You’ll see from our photos that the 50L7300U, like a majority of HDTVs, has an extensive menu system offering many more calibration options than the average computer monitor. There are also plenty of settings for the set’s audio and network features.
We’ll go screen by screen to show you what makes this display tick. The moire pattern in the photos is not visible to the naked eye. Apparently, there is something in the screen's anti-glare layer that interacts with our camera.

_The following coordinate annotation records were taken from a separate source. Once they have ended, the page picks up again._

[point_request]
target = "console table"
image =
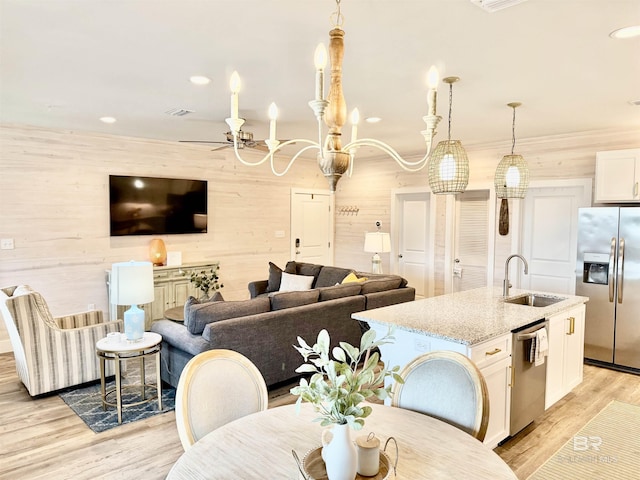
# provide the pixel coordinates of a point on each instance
(171, 288)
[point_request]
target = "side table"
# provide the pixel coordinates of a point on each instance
(117, 348)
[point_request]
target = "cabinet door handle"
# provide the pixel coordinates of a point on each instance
(572, 325)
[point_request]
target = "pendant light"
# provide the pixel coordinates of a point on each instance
(512, 175)
(449, 165)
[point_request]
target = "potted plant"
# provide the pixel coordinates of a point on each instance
(205, 281)
(337, 388)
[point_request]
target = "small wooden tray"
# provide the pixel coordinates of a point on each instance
(314, 467)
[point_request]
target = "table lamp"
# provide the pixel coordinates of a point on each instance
(132, 284)
(377, 242)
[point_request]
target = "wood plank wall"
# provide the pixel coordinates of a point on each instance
(54, 204)
(550, 158)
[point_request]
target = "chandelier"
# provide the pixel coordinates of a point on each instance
(334, 157)
(512, 175)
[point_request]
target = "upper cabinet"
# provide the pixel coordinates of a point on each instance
(618, 176)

Pressing the Setup button on the remote brings up a menu tree typical of most modern HDTVs. The categories are on the left side and specific settings are on the right. The first screen, Picture, has everything you need for a thorough and precise calibration. There are six picture modes and all have different purposes. The default is AutoView, which uses a built-in light sensor to manipulate various image parameters based on ambient conditions and picture content. Dynamic is the expected torch mode; it's extremely bright and defaults to a very cool color temp and oversaturated color gamut. Standard is fully adjustable, but uses an oversaturated color gamut. The place to do your work is Movie, which is fairly accurate out of the box and can be calibrated to a very high standard. For gaming, choose Game. That mode eliminates extraneous video processing and improves response time and input lag (we were able to confirm this in our tests). PC uses a linear gamma curve to optimize computer images.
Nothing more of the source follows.